About Yield10 Bioscience
Yield10 Bioscience, Inc. is focused on developing new technologies to achieve step-change improvements in crop yield to enhance global food security. Yield10 has an extensive track record of innovation based around optimizing the flow of carbon in living systems. Yield10 is leveraging its technology platforms and unique knowledge base to design precise alterations to gene activity and the flow of carbon in plants to produce higher yields with lower inputs of land, water or fertilizer. Yield10 is advancing several yield traits it has developed in crops such as Camelina, canola, soybean and corn. Yield10 is headquartered in Woburn, MA and has an Oilseeds center of excellence in Saskatoon, Canada.
For more information about the company, please visit www.yield10bio.com.
Safe Harbor for Forward-Looking Statements
This press release contains forward-looking statements which are made pursuant to the safe harbor provisions of Section 27A of the Securities Act of 1933, as amended, and Section 21E of the Securities Exchange Act of 1934, as amended.
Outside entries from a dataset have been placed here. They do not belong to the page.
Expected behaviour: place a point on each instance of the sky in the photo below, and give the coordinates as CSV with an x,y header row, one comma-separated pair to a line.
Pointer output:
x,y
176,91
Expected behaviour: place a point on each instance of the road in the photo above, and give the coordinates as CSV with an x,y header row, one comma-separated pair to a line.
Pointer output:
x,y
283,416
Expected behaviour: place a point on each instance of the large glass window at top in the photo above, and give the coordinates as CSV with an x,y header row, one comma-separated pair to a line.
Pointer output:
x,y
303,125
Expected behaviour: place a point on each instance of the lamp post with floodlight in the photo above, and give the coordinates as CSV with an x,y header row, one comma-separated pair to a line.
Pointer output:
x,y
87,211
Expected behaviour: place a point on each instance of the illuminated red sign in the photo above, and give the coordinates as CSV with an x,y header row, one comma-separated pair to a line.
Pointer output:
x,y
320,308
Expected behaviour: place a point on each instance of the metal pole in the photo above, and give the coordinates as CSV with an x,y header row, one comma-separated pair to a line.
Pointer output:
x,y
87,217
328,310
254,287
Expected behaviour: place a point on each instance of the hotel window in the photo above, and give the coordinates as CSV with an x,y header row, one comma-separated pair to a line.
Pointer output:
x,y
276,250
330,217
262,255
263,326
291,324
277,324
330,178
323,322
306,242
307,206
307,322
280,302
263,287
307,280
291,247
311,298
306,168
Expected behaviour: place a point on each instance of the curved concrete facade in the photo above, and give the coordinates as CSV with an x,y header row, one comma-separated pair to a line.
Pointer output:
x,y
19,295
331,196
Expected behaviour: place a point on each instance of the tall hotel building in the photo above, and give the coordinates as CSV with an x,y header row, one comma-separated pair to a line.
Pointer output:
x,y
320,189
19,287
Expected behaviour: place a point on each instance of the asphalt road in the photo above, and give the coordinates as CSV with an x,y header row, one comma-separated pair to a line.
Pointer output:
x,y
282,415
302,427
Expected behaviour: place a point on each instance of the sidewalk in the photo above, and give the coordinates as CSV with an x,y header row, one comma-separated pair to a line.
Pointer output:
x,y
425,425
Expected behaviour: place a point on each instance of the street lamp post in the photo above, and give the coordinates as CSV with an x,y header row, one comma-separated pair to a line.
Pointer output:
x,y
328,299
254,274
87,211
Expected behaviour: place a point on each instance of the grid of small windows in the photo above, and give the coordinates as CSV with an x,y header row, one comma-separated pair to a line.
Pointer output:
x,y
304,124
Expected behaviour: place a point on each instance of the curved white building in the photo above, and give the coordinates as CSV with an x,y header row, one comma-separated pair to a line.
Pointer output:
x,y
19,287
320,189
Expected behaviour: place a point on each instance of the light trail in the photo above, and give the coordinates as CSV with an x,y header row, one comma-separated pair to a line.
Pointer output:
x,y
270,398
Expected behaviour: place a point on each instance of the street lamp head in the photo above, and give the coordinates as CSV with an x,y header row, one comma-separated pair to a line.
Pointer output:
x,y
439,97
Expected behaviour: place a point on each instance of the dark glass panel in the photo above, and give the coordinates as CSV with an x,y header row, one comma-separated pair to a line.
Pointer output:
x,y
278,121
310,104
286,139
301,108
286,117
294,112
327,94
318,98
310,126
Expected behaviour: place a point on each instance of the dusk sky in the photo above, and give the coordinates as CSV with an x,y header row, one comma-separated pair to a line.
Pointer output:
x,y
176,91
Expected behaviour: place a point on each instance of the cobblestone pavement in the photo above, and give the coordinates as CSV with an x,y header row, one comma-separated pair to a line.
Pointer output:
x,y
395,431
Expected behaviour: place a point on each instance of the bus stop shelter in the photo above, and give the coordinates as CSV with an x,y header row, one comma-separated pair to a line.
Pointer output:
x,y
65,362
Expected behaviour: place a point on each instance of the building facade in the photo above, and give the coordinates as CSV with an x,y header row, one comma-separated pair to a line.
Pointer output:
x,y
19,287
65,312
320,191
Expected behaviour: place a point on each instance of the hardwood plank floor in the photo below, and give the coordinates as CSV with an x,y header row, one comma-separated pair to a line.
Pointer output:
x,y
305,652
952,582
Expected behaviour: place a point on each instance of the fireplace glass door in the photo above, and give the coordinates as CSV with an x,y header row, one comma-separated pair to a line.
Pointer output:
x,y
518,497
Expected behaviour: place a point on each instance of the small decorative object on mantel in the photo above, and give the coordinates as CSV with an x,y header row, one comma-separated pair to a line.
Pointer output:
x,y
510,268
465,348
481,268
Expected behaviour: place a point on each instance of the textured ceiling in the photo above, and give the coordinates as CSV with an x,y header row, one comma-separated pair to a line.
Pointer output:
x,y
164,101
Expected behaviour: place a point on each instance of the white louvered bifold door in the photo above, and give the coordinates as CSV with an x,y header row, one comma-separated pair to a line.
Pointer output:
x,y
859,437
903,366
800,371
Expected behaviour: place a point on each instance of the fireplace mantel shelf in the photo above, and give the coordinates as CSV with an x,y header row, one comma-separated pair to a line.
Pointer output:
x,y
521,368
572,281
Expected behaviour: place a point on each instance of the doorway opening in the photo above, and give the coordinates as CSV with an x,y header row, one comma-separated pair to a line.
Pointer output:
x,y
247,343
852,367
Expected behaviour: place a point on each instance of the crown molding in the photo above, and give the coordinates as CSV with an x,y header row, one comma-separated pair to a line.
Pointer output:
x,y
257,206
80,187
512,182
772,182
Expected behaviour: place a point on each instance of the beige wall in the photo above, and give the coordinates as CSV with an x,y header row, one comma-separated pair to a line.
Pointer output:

The forward-looking statements in this release do not constitute guarantees of future performance. Investors are cautioned that statements in this press release which are not strictly historical, including, without limitation, statements regarding the Company’s ability to achieve improvements in oil content and oil yield in oilseed crops, the work to be conducted pursuant to the DOE grant described in this press release, the potential for identification of new genetic targets to boost yield in Camelina and its effect on the cultivation of Camelina for commercial use and other oilseed crops, such as canola and soybean, constitute forward-looking statements. Such forward-looking statements are subject to a number of risks and uncertainties that could cause actual results to differ materially from those anticipated, including the risks and uncertainties detailed in Yield10 Bioscience’s filings with the Securities and Exchange Commission. Yield10 assumes no obligation to update any forward-looking information contained in this press release or with respect to the announcements described herein.